Visto quante cellule sono vitali, abbiamo fatto il nostro esperimento, ipotizziamo di avere una sostanza che
dovrebbe uccidere le cellule tumorali, abbiamo questi 10 pozzetti di cellule tumorali e diverse
concentrazioni di questa sostanza, per vedere se questa sostanza ha funzionato oppure si è rivelata tossica
a quale concentrazione per la cellula, usiamo di nuovo un saggio di vitalità, ma diverso da quello di prima,
ovvero questo è ‘’indiretto’’ perché andiamo ad utilizzare il cosiddetto MTT test, in cui non si vede in
maniera chiara la capacità di una cellula di far entrare o meo dei coloranti ma si sfrutta questa sostanza,
ovvero la MTT, che penetra comunque nelle cellule e va a finire nei mitocondri, i quali quasi tutti quelli
delle cellule possiedono l’enzima succinato deidrogenasi che agisce su questo MTT, che di fatto è un sale e
crea un precipitato giallo.
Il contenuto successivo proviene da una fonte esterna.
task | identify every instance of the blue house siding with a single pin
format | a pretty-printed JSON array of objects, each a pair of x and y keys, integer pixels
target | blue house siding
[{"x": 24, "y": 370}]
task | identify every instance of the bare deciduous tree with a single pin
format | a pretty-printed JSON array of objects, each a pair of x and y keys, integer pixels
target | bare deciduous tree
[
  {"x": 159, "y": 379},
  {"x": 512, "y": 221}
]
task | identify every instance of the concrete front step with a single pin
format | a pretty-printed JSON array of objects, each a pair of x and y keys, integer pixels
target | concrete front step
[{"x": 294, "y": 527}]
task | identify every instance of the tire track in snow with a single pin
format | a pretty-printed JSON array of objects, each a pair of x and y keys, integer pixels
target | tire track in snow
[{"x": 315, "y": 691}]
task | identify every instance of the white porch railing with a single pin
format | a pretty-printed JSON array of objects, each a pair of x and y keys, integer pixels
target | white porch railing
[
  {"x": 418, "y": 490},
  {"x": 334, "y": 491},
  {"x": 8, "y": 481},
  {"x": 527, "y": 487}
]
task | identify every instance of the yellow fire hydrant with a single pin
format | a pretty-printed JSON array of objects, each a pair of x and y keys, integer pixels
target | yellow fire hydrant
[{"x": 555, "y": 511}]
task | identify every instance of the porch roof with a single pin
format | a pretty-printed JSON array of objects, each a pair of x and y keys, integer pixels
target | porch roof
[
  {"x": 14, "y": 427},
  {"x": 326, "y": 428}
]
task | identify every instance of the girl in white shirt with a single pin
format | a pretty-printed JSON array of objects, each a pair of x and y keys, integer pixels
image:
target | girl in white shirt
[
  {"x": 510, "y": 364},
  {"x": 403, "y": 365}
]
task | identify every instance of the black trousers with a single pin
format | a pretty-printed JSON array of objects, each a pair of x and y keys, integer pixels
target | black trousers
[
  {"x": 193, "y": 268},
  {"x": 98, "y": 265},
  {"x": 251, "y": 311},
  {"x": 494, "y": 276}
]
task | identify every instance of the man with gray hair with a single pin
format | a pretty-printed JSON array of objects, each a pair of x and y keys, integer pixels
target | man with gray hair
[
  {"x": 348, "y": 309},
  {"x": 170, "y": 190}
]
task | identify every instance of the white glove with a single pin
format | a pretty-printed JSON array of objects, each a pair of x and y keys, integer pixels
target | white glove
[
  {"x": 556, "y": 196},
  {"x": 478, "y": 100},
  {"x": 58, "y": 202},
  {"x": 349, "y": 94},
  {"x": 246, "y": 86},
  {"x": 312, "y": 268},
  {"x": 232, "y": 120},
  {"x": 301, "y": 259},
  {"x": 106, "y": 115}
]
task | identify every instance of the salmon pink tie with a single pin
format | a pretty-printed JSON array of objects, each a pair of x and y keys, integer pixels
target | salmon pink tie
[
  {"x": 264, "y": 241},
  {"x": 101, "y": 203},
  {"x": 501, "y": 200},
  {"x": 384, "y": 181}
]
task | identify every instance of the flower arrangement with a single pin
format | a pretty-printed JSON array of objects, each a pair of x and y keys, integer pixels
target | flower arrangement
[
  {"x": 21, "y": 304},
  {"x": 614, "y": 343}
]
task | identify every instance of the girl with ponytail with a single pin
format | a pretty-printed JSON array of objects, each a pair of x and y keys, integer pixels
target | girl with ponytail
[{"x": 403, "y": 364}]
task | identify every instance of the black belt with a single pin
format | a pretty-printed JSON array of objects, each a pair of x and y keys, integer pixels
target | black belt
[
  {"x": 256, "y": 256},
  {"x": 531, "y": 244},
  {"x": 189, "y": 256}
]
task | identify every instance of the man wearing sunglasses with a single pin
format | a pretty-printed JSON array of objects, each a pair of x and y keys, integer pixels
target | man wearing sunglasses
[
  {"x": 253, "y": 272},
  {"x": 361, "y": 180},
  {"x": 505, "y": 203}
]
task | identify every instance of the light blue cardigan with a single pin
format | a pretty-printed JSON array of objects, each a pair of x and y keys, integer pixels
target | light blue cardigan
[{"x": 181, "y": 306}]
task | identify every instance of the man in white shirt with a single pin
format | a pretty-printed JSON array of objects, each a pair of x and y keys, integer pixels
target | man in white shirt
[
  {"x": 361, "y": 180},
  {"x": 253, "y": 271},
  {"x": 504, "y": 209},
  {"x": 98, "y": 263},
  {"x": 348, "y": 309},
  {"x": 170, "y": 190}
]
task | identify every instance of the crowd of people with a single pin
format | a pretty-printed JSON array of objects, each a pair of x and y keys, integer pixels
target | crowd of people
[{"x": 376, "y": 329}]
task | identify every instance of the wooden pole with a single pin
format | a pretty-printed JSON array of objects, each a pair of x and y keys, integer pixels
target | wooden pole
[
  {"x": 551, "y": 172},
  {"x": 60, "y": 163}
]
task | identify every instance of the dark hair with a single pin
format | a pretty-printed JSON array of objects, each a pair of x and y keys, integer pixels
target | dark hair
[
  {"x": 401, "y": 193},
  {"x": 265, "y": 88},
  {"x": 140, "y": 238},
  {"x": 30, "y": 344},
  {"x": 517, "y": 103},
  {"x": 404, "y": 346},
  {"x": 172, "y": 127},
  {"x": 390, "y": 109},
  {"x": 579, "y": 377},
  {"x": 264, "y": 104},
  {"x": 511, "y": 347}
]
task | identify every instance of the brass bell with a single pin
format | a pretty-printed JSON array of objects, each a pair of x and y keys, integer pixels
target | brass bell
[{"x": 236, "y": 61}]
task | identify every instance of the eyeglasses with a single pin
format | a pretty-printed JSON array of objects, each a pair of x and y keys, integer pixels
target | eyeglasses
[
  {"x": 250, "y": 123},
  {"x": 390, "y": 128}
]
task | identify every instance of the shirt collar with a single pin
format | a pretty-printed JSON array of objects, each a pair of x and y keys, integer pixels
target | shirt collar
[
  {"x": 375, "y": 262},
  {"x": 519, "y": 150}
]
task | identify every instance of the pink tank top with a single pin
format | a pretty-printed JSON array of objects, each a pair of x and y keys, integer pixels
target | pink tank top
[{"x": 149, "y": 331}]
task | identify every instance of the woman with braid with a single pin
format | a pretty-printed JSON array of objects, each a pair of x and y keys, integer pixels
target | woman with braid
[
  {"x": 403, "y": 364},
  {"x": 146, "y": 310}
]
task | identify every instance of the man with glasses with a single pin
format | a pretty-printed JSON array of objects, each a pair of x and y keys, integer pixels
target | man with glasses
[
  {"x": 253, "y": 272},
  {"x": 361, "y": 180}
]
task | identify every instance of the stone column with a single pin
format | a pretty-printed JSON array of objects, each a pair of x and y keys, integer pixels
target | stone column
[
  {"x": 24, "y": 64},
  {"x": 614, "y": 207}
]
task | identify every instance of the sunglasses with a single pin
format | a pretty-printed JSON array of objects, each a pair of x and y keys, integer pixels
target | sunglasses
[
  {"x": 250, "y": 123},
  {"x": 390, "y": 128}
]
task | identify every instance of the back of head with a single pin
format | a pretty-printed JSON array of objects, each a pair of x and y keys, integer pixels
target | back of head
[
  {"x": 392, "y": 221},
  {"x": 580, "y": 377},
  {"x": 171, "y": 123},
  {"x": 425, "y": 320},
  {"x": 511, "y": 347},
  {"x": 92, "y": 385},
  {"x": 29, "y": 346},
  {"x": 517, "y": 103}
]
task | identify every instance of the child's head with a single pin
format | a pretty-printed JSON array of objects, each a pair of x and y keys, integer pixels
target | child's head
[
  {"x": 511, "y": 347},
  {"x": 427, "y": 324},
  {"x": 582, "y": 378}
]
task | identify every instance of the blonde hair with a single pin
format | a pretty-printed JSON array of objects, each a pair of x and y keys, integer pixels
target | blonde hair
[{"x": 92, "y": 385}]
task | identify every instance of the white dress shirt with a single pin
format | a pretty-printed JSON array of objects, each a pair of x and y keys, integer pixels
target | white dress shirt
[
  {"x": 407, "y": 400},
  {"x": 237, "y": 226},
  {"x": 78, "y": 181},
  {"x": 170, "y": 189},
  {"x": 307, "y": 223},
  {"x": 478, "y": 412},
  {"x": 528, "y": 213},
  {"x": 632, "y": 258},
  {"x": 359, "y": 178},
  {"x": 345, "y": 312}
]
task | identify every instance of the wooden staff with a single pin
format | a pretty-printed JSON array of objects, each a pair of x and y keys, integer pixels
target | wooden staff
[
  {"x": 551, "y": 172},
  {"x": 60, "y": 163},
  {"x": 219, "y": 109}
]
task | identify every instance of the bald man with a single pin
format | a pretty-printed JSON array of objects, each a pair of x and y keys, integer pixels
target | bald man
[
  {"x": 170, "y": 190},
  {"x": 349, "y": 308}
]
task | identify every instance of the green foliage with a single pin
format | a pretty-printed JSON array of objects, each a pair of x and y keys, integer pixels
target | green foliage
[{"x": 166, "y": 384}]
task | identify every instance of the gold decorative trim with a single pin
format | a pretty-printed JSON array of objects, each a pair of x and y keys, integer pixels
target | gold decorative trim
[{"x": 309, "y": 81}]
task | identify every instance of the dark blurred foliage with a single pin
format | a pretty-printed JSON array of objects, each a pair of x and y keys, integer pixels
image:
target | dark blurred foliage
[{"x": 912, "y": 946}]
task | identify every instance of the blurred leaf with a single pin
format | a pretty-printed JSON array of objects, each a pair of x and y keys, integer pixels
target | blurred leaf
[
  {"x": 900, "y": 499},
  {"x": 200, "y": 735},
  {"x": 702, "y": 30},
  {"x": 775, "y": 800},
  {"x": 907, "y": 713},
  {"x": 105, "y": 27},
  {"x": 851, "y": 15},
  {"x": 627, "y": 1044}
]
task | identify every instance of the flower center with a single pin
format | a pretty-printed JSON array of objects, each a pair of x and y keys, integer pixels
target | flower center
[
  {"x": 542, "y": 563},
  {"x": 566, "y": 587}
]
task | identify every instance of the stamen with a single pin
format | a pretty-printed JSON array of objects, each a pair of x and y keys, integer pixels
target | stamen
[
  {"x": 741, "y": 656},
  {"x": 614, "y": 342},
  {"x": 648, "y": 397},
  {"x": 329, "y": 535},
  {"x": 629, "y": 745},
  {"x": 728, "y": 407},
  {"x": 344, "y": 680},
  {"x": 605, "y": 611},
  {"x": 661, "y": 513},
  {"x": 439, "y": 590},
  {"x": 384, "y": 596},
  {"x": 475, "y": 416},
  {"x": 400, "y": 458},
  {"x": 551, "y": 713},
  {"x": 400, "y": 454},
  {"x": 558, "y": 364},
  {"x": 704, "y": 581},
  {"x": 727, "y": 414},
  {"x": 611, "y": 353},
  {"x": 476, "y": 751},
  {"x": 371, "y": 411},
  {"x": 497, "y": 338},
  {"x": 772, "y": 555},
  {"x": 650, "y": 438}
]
A questa punto si solubilizza questo precipitato usando dei solventi organici e si
forma una colorazione viola, ovviamente ciò significa che più una cellula era viva e più i suoi enzimi
funzionavano, i suoi mitocondri godevano di ottima salute e più si sviluppa una colorazione viola. Andando
a mettere questa piastra in un vettore che si chiama spettrofotometro che va a vedere le qualità della luce
del liquido che va ad analizzare, restituisce dei colori che sono direttamente proporzionali alla vitalità
cellulare, ovvero quante cellule sono vive.